Background: Lung adenocarcinoma (LUAD) is a leading cause of cancer-related deaths worldwide. Despite the advent of targeted therapies, such as epidermal growth factor receptor (EGFR) tyrosine kinase inhibitors (TKIs), the development of resistance remains a significant challenge. Neuronal Regeneration-Related Protein (NREP) has been implicated in promoting drug resistance in various cancers, but its role in EGFR-TKI resistance in LUAD remains underexplored. Additionally, glutathione peroxidase 4 (GPX4), a key regulator of oxidative stress, may interact with NREP to influence drug resistance mechanisms. This study investigates the role of NREP and GPX4 in regulating EGFR-TKI resistance in LUAD cells.
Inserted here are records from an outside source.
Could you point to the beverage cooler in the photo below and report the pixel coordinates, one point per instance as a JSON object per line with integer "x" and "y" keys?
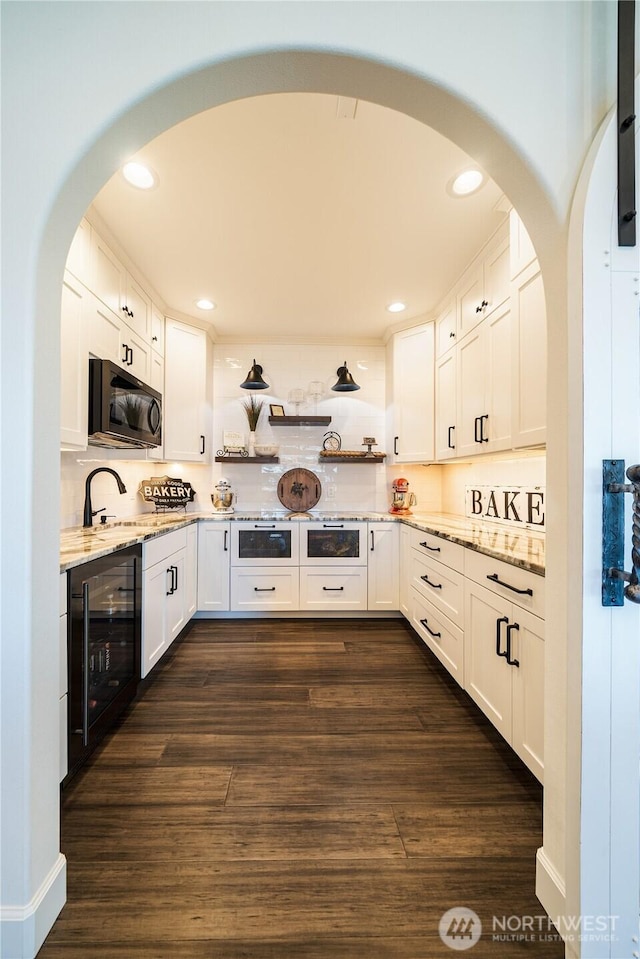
{"x": 104, "y": 602}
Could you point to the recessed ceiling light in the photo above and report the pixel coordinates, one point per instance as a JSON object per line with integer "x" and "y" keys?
{"x": 467, "y": 182}
{"x": 139, "y": 175}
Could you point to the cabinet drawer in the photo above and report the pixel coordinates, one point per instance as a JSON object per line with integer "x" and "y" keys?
{"x": 439, "y": 584}
{"x": 438, "y": 548}
{"x": 518, "y": 585}
{"x": 159, "y": 548}
{"x": 265, "y": 588}
{"x": 445, "y": 640}
{"x": 337, "y": 588}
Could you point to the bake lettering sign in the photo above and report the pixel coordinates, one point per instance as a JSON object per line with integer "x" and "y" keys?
{"x": 166, "y": 491}
{"x": 517, "y": 505}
Methods: In this study, we used gefitinib-sensitive (PC9) and gefitinib-resistant (PC9/GR) LUAD cell lines to explore the combined effects of NREP and GPX4. Overexpression and knockdown of NREP and GPX4 were achieved using plasmid transfection and siRNA, respectively. Cell viability was assessed using CCK-8 assays. Apoptosis was analyzed by flow cytometry, and invasion was evaluated through Transwell assays. The expression of EMT markers (CD133, α-SMA) and GPX4 was determined by Western blotting and immunofluorescence. The effects of NREP and GPX4 on cell migration and EMT induction were assessed under gefitinib treatment conditions. Results: Overexpression of NREP and GPX4 in PC9 cells enhanced resistance to gefitinib, promoted EMT, and increased invasion, whereas knockdown of NREP and GPX4 in PC9/GR cells sensitized them to gefitinib and reduced invasion. Western blot and immunofluorescence analysis showed upregulation of EMT markers (CD133, α-SMA) and GPX4 in NREP overexpressing cells, while knockdown of NREP and GPX4 led to decreased expression of these markers. Additionally, NREP and GPX4 synergistically activated EMT and invasion in drug-resistant cells. Conclusions: The NREP-GPX4 axis plays a pivotal role in mediating EMT and promoting EGFR-TKI resistance in LUAD. Targeting this axis may offer a novel therapeutic strategy to overcome resistance to EGFR inhibitors and improve treatment outcomes in LUAD patients.